• Greece not on Eurogroup’s agenda today but pension deliberations continue
• Alexander Kritikos (DIW): Better cut taxes than scrap pension cuts
• Ruling SYRIZA submits constitutional review proposals
• Anarchists barge into Argentine embassy in Athens
• Vandals target supermarket outlet for opening on Sunday
# Even though Greece is not on the agenda of today’s Eurogroup, Athens and the institutions continue talks on the fiscal space that will allow the non-implementation of tax cuts in January. Reportedly, scrapping pension cuts and implementing countermeasures lead to a fiscal gap of 0.3 percent of the 2019 GDP.
# At the same time, there are concerns in Europe, not least in Germany, over the future prospects of the Greek economy. “Greece is not a big issue in Germany, however, the issue of pensions is being discussed,” the director of research at DIW, Alexander Kritikos, told the Athens Digest. “Taxes are very high and the economy is not growing at a fast pace.

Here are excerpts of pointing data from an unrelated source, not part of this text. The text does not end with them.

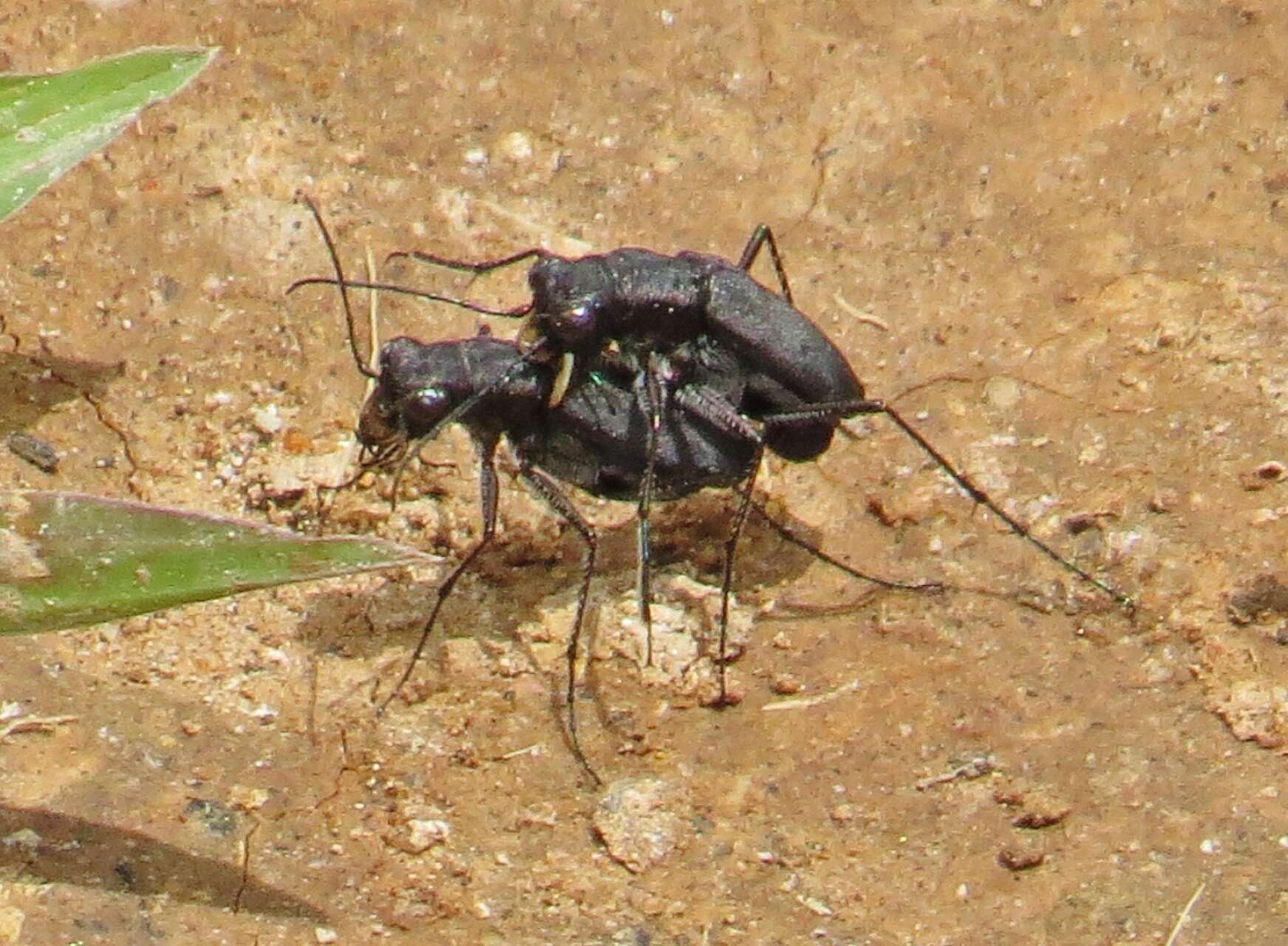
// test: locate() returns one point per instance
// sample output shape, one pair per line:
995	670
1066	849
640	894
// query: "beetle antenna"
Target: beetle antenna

There is, therefore, some anxiety in Germany that in 2-3 years, when there will no longer be a fiscal buffer, Greece will return as an issue for Europe.” Kritikos bemoaned that there are currently no priorities for the reduction of taxes and insurance contributions of self-employed professionals, which reach 70 or 80-percent of their income. “This leads them to the black market. Instead of moving ahead with non implementation of pension reform, the government could proceed with a tax cut that would boost the economy.”
# Ruling SYRIZA submitted its proposals for Greece’s constitutional review on Friday. The two most contentious issues are the separation of Church and state, and the way the President is elected. Opposition New Democracy is also expected to submit its own proposals, including the establishment of private universities, which is opposed by the ruling leftist party. The number of articles that will qualify for revision must be approved by 180 lawmakers in the 300-seat Parliament. The articles can be revised with the vote of 151 MPs in Greece’s next Parliament. If, on the other hand, the articles that qualify for revision are approved by less than 180 MPs, then the proposed revisions will need the approval of 180 MPs in the country’s next Parliament.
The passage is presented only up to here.